PHOTOGRAPHIER L’ARCHITECTURE ? SÉRIEUSEMENT ?

Dunia Ambatlle

Construire ou créer.
La photographie d’architecture fut et reste un élément essentiel pour les constructeurs, un élément de dossier en cours de réalisation. Une preuve finale. Élément professionnel de ceux qui, loin des galeries et des expositions, demandent à leurs ouvriers d’accomplir l’œuvre désirée, ou de donner forme à un désir accompli. On ne parle pas ici d’architectes renommés, on parle de ceux qui coulent du béton dans les entrailles d’une maison qui sera peut-être le cœur de ceux qui l’habiteront. La photographie d’architecture est aussi celle qui révèle les différents moments d’un désir qui prend forme. Elle est travail, brique, ciment, échafaudages qui montrent et prouvent le labeur. Sans perspectives artistiques, « je » montre ce que j’ai fait et que « tu » m’as demandé. « Je » te montre « ton » rêve devenu matière. Ce n’est pas un hasard si la première photographie, celle de Niepce en 1826, représente des édifices à Saint-Loup-de-Varennes. La cour de la maison familiale du photographe. Attachement au souvenir. Immortaliser un lieu de vie.

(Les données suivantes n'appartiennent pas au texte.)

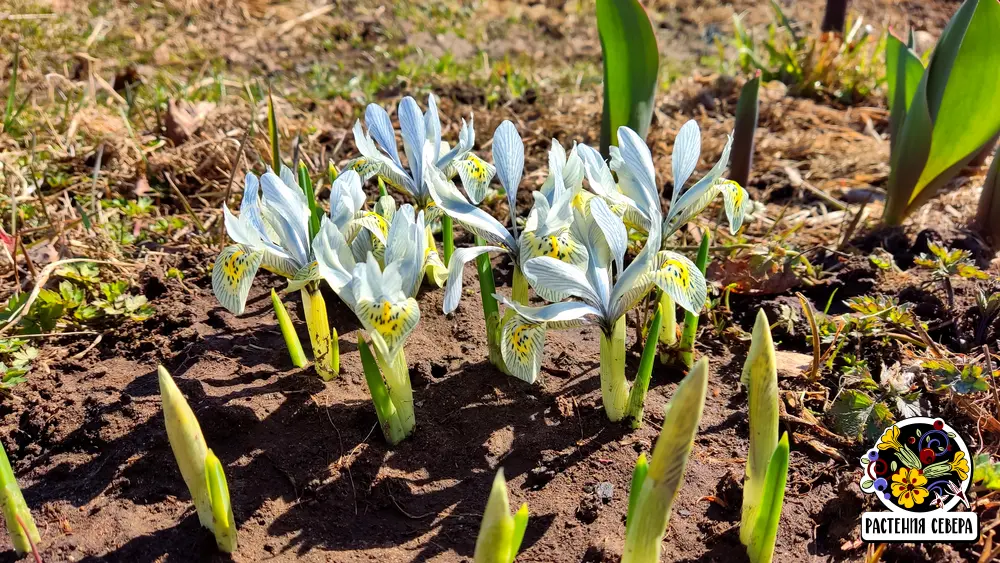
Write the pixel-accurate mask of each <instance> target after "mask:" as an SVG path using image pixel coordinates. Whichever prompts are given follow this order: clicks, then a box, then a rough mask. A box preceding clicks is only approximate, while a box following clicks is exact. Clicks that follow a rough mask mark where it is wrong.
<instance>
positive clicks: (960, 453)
mask: <svg viewBox="0 0 1000 563" xmlns="http://www.w3.org/2000/svg"><path fill="white" fill-rule="evenodd" d="M950 466H951V470H952V471H954V472H955V473H958V478H959V479H960V480H962V481H965V480H966V479H967V478H968V477H969V460H967V459H965V453H964V452H956V453H955V459H953V460H951V464H950Z"/></svg>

Un art trompeur qui en immortalise un autre. 
La photographie d’architecture est aussi un art qui en immortalise un autre. L’immeuble immobile, comme son nom l’indique, est pour la deuxième fois immobilisé par la photographie. Mais est-ce vrai ? Comme le dit Giovanni Fanelli dans son ouvrage sur la question, la photographie d’architecture intervient dans la vision que l’on se fait du bâtiment. Photographie trompeuse qui, par le choix d’un point de vue, d’une perspective, peut renvoyer d’un même lieu architectural une vision avilie ou bonifiée. Car toute description est un choix et le photographe choisit, certes, de donner à voir tel ou tel aspect. L’architecte n’est pas objectif lorsqu’il propose un projet, il dessine et entreprend de construire avec ce qu’il est, ce qu’il vit, ce qu’il aime ou abhorre, connaît ou ignore. Mais le photographe cesse de l’être, objectif, dès que, caméra en main, il arrête son regard, décide d’un cadrage ou refuse de voir.
Photographier la peau.
Un bâtiment, une simple maison, est le corps solide, l'« immeuble » qui protège notre corps meuble et fragile. L’habitation, qu’elle soit suspendue au-dessus d’une minuscule vallée ou projette de manière ostentatoire sa magnificence au bord d’une avenue des plus célèbres, est une peau.
Photographie et architecture se complètent, comme la preuve de ce que nous sommes ou avons été.
Les maisons imaginées par Gaudí, au cœur de Barcelone, nous parlent d’un homme, mais aussi d’une époque, d’un rêve courbe. Cependant, nous en venons presque à oublier tous ceux qui ont dormi dans ces chambres que nous voyons en photo, ceux qui ont parcouru ces couloirs, ont traversé ces portes sans angles et pleuré, peut-être, le front collé contre les vitres de ces fenêtres callipyges, mille fois versées et reversées sur nos flots d’images : La Pedrera, Casa Batlló.
Au-delà.
La photographie d’architecture nous permet de connaître des lieux que nous ne visiterons jamais. Photographie d’architecture versus voyage « dans un fauteuil ». Musset, nous revoilà ou presque ! Immobiles et immeubles, juste pour contrarier notre époque avide et frénétique.